Bundesarbeitsgericht
Urt. v. 27.10.1978, Az.: 5 AZR 287/77
Bindungsklauseln einer Gratifikationszusage; Betriebsbedingte Kündigung; Bezugszeitraum; Gratifikationsanspruch; Rückzahlungsklausel; Befristung
Bibliographie
- Gericht
- BAG
- Datum
- 27.10.1978
- Aktenzeichen
- 5 AZR 287/77
- Entscheidungsform
- Urteil
- Referenz
- WKRS 1978, 10177
- Entscheidungsname
- [keine Angabe]
- ECLI
- [keine Angabe]
Verfahrensgang
- vorgehend
- LAG Düsseldorf 26.01.1977 - 6 Sa 1103/76
Rechtsgrundlagen
Fundstellen
- BAGE 31, 113 - 120
- DB 1979, 503-504 (Volltext mit amtl. LS)
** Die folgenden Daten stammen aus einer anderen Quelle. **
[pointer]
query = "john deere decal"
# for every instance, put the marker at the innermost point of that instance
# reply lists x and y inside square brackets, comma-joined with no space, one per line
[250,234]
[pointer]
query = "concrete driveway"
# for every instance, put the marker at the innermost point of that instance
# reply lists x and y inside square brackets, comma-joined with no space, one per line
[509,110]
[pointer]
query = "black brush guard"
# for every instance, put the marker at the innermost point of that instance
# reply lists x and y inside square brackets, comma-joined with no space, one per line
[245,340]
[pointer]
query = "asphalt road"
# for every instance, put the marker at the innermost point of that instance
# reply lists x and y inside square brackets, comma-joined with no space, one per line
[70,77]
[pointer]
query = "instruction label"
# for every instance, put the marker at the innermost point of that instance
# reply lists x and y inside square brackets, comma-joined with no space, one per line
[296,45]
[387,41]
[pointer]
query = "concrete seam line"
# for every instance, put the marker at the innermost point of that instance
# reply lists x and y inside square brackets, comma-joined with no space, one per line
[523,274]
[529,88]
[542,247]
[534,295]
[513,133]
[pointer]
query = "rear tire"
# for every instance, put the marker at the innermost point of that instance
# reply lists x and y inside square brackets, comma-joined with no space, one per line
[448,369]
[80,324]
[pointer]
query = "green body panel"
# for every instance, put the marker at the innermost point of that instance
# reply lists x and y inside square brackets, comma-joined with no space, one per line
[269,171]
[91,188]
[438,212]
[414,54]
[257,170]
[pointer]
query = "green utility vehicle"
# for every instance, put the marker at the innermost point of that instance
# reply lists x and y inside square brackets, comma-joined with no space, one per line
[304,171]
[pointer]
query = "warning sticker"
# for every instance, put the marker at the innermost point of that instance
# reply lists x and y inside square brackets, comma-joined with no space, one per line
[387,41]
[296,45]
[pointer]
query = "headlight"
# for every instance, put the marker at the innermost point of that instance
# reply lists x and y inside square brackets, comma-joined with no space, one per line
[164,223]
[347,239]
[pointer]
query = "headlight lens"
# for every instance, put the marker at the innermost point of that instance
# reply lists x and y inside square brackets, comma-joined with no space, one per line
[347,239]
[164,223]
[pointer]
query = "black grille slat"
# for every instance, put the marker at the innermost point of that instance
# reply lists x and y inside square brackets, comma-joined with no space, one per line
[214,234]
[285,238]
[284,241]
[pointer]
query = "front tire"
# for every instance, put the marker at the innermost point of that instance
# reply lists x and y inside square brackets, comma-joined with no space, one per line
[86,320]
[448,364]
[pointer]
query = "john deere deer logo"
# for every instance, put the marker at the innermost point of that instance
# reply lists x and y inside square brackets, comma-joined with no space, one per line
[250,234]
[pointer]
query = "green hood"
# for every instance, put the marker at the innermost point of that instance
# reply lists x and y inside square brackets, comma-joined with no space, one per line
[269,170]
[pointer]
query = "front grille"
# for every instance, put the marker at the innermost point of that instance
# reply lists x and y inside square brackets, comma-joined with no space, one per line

- MDR 1979, 523-524 (Volltext mit amtl. LS)
- NJW 1979, 1221-1222 (Volltext mit amtl. LS)
Amtlicher Leitsatz
1. Bindungsklauseln einer Gratifikationszusage gelten nicht für den Fall einer betriebsbedingten Kündigung. Unter einer Bindungsklausel versteht der Senat eine Klausel, wonach der durch Arbeitsleistung während des vollen Bezugszeitraums bereits erdiente Gratifikationsanspruch entfällt, wenn der Arbeitnehmer an dem in der Zusage vorgesehenen Stichtag in einem gekündigten Arbeitsverhältnis steht oder - im Fall einer Rückzahlungsklausel - vor einem außerhalb des Bezugszeitraums liegenden Stichtag ausscheidet (Bestätigung von BAG 13.09.1974 5 AZR 48/74 = AP Nr. 84 zu § 611 BGB Gratifikation und BAG 25.06.1975 5 AZR 412/74 = AP Nr. 86 zu § 611 BGB Gratifikation).
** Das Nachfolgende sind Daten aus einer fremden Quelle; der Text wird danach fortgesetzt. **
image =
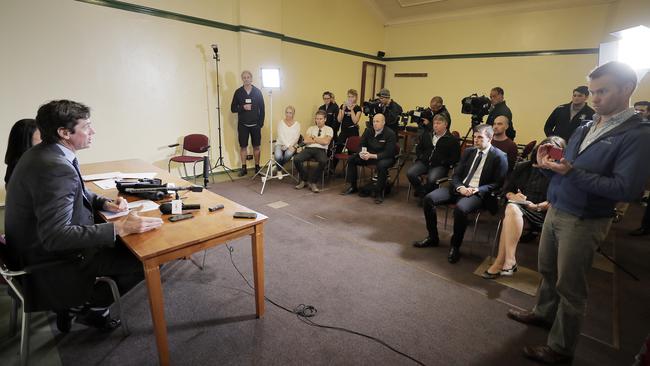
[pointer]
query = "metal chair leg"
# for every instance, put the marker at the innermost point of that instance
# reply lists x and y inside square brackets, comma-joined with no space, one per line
[24,338]
[118,303]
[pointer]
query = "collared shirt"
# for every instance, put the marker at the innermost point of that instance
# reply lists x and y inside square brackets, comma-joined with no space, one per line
[596,132]
[474,182]
[313,131]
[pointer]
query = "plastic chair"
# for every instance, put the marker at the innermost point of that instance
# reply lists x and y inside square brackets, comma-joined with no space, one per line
[194,143]
[12,277]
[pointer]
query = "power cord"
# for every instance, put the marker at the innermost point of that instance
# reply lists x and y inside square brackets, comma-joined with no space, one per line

2. Eine solche Bindungsklausel gilt auch nicht für den Fall, daß das Arbeitsverhältnis infolge einer vom Arbeitnehmer nicht veranlaßten und von ihm nicht zu vertretenden Befristung endet.
3. Durch Tarifvertrag kann nichts abweichendes bestimmt werden.